Dalam pernyataan kepada media setelah pertandingan yang berakhir imbang 1-1 pada waktu normal dan perpanjangan waktu, sebelum akhirnya dimenangkan 4-2 melalui adu penalti, pemain Al Ain asal Uni Emirat Arab itu mengatakan: “Kami adalah tim besar yang terdiri dari para pemain berpengalaman di turnamen-turnamen besar, sehingga meskipun kebobolan gol, kami segera pulih secara mental dan kembali berjuang.”
Rabia, yang mencetak tendangan penalti kedua untuk Mesir, menambahkan: “Inilah yang kami coba tanamkan; kami ingin menunjukkan kepada dunia bahwa kami sedang menorehkan sejarah bagi diri kami sendiri dan negara kami.”
Bek berusia 33 tahun itu menjelaskan bahwa tim nasional, yang meraih kemenangan pertamanya di putaran final Piala Dunia atas Selandia Baru dengan skor 3-1 pada babak penyisihan grup dan lolos ke babak gugur untuk pertama kalinya, “sekarang bermain dengan kepercayaan diri yang tinggi; kami berusaha membangun serangan dari belakang dan mempertahankan penguasaan bola, kami memiliki pemain yang mampu mengendalikan ritme pertandingan dan merebut kembali bola dengan tepat.”
Mengenai dukungan luar biasa dari para pendukung yang terlihat di Stadion “AT&T” di Arlington, di mana sorakan suporter Mesir mengalahkan sorakan suporter Australia, Rabia mengatakan: “Dukungan ini sangat berarti bagi kami. Kami melihat semuanya di media sosial dan merasakan cinta para pendukung; hal ini memberi kami motivasi yang sangat besar.”

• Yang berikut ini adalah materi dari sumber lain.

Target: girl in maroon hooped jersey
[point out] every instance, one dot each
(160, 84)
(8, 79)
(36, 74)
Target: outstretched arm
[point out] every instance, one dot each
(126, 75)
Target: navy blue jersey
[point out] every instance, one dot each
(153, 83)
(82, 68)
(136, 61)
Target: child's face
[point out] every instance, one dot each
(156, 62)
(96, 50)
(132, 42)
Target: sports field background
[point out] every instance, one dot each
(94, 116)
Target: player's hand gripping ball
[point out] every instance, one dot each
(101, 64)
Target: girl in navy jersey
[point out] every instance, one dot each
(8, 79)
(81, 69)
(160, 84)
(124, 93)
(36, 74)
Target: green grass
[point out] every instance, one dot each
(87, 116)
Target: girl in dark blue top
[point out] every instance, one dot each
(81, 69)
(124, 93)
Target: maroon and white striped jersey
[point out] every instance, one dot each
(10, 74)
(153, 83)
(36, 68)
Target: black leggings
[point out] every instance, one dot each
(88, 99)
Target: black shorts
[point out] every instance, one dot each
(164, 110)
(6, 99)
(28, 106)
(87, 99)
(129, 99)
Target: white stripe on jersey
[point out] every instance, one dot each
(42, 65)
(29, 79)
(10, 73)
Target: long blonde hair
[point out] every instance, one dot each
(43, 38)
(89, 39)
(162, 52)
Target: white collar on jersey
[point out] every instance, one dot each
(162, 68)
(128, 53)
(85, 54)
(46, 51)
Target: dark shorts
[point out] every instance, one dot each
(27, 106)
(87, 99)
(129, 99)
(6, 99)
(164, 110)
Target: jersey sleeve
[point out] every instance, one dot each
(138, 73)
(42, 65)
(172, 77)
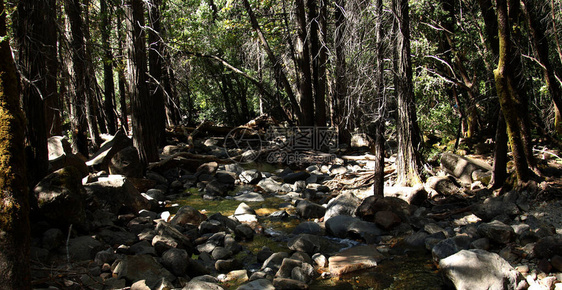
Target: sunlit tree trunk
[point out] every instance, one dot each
(144, 138)
(34, 51)
(14, 205)
(378, 185)
(509, 98)
(80, 94)
(109, 86)
(155, 60)
(408, 162)
(532, 10)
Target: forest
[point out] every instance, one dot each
(424, 87)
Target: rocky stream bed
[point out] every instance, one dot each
(196, 220)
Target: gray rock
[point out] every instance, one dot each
(243, 209)
(479, 269)
(201, 285)
(497, 231)
(83, 248)
(343, 204)
(188, 215)
(493, 207)
(216, 188)
(296, 176)
(247, 196)
(53, 238)
(176, 261)
(211, 226)
(60, 155)
(548, 247)
(308, 227)
(308, 210)
(116, 192)
(309, 244)
(353, 259)
(450, 246)
(258, 284)
(142, 267)
(251, 176)
(126, 162)
(274, 261)
(462, 167)
(244, 232)
(61, 197)
(288, 284)
(108, 149)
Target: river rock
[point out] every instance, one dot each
(188, 215)
(288, 284)
(82, 248)
(251, 176)
(548, 246)
(60, 155)
(308, 227)
(258, 284)
(126, 162)
(247, 196)
(116, 192)
(462, 167)
(353, 259)
(274, 261)
(344, 204)
(61, 197)
(497, 231)
(479, 269)
(307, 210)
(108, 149)
(450, 246)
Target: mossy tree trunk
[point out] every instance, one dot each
(14, 206)
(510, 100)
(35, 52)
(144, 137)
(408, 162)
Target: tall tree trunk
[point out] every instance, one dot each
(155, 61)
(340, 92)
(539, 41)
(14, 204)
(279, 72)
(33, 52)
(92, 89)
(144, 138)
(53, 109)
(80, 94)
(304, 76)
(408, 162)
(378, 185)
(109, 86)
(123, 92)
(508, 94)
(317, 20)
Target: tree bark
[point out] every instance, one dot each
(539, 41)
(279, 72)
(508, 94)
(14, 204)
(408, 162)
(303, 73)
(80, 94)
(144, 138)
(109, 86)
(378, 185)
(155, 62)
(34, 53)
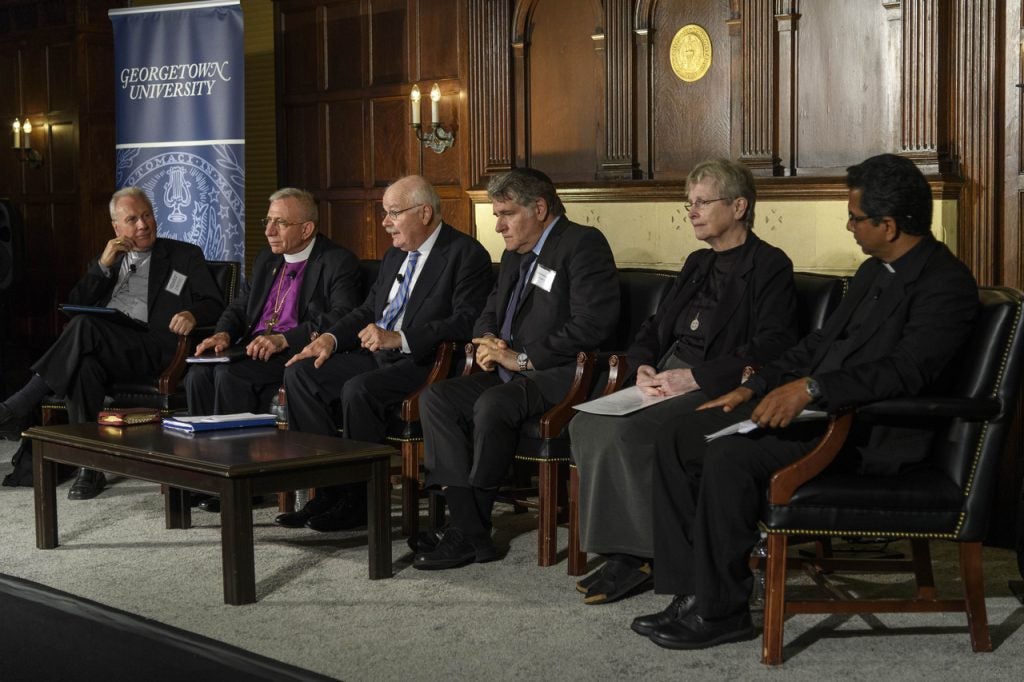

Ia melanjutkan: “Kami bermain untuk membuat mereka bahagia, dan kebahagiaan mereka mendorong kami untuk memberikan yang terbaik di setiap pertandingan. Ketika mereka bahagia, kami merasa bahwa kami berada di jalur yang benar.”
Rabia menutup pernyataannya dengan mengatakan: “Kami tidak ingin mengecewakan mereka, dan kami tahu betapa besar kecintaan mereka terhadap sepak bola serta dukungan mereka kepada Mesir. Ini merupakan beban yang berat, namun pada saat yang sama juga menjadi motivasi yang kuat bagi kami.”